I'm using suspend2-sources 2.6.15 kernel with hibernate script. Hibernation is working fine in console. But when I try to suspend from X, everything seems to run fine except the display stops at 'Doing Atomic Copy", the display is switched off but the computer itself is not. If I reboot suspend2 does not see the image (meaning it was not created fully, I guess). I suspend to swap, which is 1.5Gb large for 1Gb of memory (when I try to suspend memory usage is 270Mb and swap is not used).

I tried to set the log verbosity to 4, but no error pops up there. I suspect nvidia module to be the cause, but I emerged the latest nvidia-kernel (8178), which is supposed to work fine without a patch. So I commented it out in blacklisted modules file and run the hibernate from X, with the results listed above.

And no, SMP is not enabled in my kernel and ACPI is. I even tried with Option "NvAGP" "true" in my xorg.conf although my card is PCIE.

My computer is a Toshiba M60 laptop with GeForce Go 6600.Last edited by ant-1 on Mon May 01, 2006 9:12 pm; edited 1 time in total

----------

## colo

Software Suspend does not work with the proprietary "nvidia"-Module as of yet. Switch over to "nv", which does not suffer from this limitation(, but does not provide hardware-accelerated GLX, otoh).

----------

## chrismortimore

Once the display switches off, have you left it to see what happens?  I suspend and it does the "Writing something something", the display goes off when it starts the atomic copy, the HDD light flicks for a bit and it suspends fine.  On resume, the display stays off basically until it has finished resuming and comes back to life.

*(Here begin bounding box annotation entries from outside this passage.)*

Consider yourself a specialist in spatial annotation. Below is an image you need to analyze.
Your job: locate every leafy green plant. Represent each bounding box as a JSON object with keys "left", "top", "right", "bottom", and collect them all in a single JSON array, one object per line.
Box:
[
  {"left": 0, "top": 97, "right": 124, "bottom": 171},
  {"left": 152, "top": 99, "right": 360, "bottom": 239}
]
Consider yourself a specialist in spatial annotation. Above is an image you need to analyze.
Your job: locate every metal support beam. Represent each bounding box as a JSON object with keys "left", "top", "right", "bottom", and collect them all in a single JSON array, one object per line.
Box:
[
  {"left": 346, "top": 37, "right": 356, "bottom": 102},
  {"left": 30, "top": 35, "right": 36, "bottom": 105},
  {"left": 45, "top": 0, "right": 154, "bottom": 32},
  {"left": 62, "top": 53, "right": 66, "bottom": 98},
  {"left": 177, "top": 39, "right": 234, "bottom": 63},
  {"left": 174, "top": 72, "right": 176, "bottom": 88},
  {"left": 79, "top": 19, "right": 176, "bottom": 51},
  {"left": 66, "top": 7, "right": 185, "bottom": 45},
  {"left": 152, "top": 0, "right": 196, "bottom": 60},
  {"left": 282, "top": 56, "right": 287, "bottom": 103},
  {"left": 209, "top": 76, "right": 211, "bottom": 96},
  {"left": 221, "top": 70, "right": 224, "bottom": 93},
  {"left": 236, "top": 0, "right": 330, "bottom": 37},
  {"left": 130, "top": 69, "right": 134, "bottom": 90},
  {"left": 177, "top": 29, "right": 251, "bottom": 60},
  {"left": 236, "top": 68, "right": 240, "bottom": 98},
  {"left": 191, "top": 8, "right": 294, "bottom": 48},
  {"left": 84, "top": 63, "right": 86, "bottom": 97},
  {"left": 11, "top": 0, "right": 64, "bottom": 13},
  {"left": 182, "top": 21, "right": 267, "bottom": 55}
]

I'm using a patched version of 7174 drivers.

----------

## ant-1

Yep, I tried letting it for 30 minutes, but it never turned itself off. And after rebooting, it did not see the suspend image (I repeat that it works out of X).

I tried with latest 8178 and 7676, but without patching them. I think they are already patched to work with suspend2 (at least the 8178, I found a patch in portage looking like it did the trick). But I may be wrong. Did you use gentoo driver or the one from nvidia that you patched ?

----------

## chrismortimore

I downloaded it from the nvidia site and patched and installed it manually.  If you go onto the suspend2 wiki you'll find information about how to patch it.

----------

## Octavious

i also share this same problem on a Dell Precision M70  :Sad: .

----------

## Octavious

I fixed my issue with the newest version of the nvidia-kernel (8756) and adding a "ProcSetting extra_pages_allowance 0" line in my hibernate.conf.  Hopefully this works for you guys.

----------

## ant-1

Exactly, I just solved it this way 2 days ago !

----------

## brazzmonkey

works fine here too   :Very Happy: 

----------

## manuels

Hi,

I added this option to my suspend2.conf but it still doesn't work.

I'm running version 1.0.9755-r1.

Did you change anything else?

Cheers,

Manuel

----------